Themenbereiche: Arbeitswelt
Textsorte: Zeitschriftenartikel
Releaseinfo: erschienen in: impulse Nr. 43/2007, Seite 24-25. impulse (43/2007)
Copyright: © Andrea Seeger, Stefan Bauer 2007

Beispiele der beruflichen Integration von Menschen mit Down-Syndrom

Berufliche Integration hat viele Gesichter und ist auf vielerlei Wegen möglich. Drei Beispiele, wie mit Hilfe des Persönlichen Budgets, in Form eines Werkstatt-Außenarbeitsplatzes und als sozialversicherungspflichtige Beschäftigung individuell nach Wegen der beruflichen Integration von Menschen mit Down-Syndrom gesucht wurde, werden vorgestellt.

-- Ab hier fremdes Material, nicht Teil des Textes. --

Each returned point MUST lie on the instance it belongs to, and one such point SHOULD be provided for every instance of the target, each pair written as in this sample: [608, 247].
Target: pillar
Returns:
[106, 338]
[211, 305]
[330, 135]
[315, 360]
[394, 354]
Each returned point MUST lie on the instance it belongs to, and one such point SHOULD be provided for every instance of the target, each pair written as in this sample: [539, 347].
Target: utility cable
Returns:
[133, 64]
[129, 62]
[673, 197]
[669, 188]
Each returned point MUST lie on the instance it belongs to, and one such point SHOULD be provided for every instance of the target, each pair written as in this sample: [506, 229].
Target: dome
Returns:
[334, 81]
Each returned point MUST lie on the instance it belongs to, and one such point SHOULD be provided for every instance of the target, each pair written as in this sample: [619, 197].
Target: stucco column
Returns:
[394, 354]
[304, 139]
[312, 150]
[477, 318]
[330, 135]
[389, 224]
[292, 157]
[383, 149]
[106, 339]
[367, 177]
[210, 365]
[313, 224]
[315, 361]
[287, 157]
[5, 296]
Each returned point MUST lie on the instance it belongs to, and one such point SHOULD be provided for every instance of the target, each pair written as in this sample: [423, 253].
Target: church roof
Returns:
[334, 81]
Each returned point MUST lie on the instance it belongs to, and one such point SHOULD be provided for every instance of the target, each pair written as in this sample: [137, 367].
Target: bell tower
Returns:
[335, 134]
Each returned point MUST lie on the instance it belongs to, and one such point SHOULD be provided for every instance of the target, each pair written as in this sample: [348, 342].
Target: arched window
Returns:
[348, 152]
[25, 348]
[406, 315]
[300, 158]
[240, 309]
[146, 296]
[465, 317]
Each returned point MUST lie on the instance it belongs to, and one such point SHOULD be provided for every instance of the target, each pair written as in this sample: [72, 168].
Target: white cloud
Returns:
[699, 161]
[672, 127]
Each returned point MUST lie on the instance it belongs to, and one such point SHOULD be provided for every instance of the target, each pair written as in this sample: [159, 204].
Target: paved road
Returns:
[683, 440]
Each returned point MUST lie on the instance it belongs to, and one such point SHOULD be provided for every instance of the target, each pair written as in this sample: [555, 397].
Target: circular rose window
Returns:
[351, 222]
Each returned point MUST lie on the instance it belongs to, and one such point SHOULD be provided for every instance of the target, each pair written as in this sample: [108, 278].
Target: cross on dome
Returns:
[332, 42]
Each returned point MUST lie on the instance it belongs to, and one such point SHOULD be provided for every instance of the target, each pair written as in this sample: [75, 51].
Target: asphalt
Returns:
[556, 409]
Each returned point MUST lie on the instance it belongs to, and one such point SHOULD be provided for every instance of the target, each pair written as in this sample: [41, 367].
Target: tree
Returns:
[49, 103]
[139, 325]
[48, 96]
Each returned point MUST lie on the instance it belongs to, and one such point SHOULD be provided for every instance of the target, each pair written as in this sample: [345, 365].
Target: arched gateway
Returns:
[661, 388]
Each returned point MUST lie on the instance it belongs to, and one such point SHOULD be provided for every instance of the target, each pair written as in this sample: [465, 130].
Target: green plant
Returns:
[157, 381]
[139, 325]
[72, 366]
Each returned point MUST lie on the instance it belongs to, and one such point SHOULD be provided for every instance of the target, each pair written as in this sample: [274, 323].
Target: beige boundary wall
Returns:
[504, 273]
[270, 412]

Die ACCESS Integrationsbegleitung gGmbH in Erlangen beschäftigt sich seit 1993 mit dem Thema "Arbeit für Menschen mit Behinderung". Inzwischen arbeiten 16 behinderte und nicht behinderte MitarbeiterInnen in dem Fachdienst. ACCESS hat es sich zur Aufgabe gemacht, immer wieder neue und innovative Dienstleistungsangebote zur Beschäftigung von Menschen mit Behinderung zu entwickeln.

So gibt es seit 2001 das "Betriebliche Arbeitstraining". Es dient der beruflichen Qualifizierung von Menschen mit Behinderung, die einen besonderen Unterstützungsbedarf haben. Die MitarbeiterInnen von ACCESS arbeiten nach den Prinzipien der "Unterstützten Beschäftigung". Die Ausgangsfrage lautet entsprechend nicht ob, sondern wie, d.h. mit welchen Unterstützungen, die Teilhabe am Arbeitsleben gesichert werden kann.

Hierbei gelten folgende Prinzipien:

Prinzip "Individuelle Passung": Eine betriebliche Eingliederung gelingt umso eher, wenn die Fähigkeiten der Beschäftigten und die Anforderungen am Arbeitsplatz weitgehend übereinstimmen.

Prinzip "Erst platzieren, dann qualifizieren": Die Qualifizierung der Beschäftigten erfolgt direkt am Arbeitsplatz; unterstützt und koordiniert durch einen externen Fachdienst.

Prinzip "Job Coaching": Bei Bedarf erfolgt eine 1:1-Betreuung der Beschäftigten im Betrieb durch speziell geschulte Fachkräfte; so lange wie nötig.

Prinzip "Unterstützung so lange wie erforderlich": Schließlich werden auch nach erfolgreicher Eingliederung Maßnahmen zur Stabilisierung und Sicherung des Arbeitsverhältnisses initiiert und umgesetzt.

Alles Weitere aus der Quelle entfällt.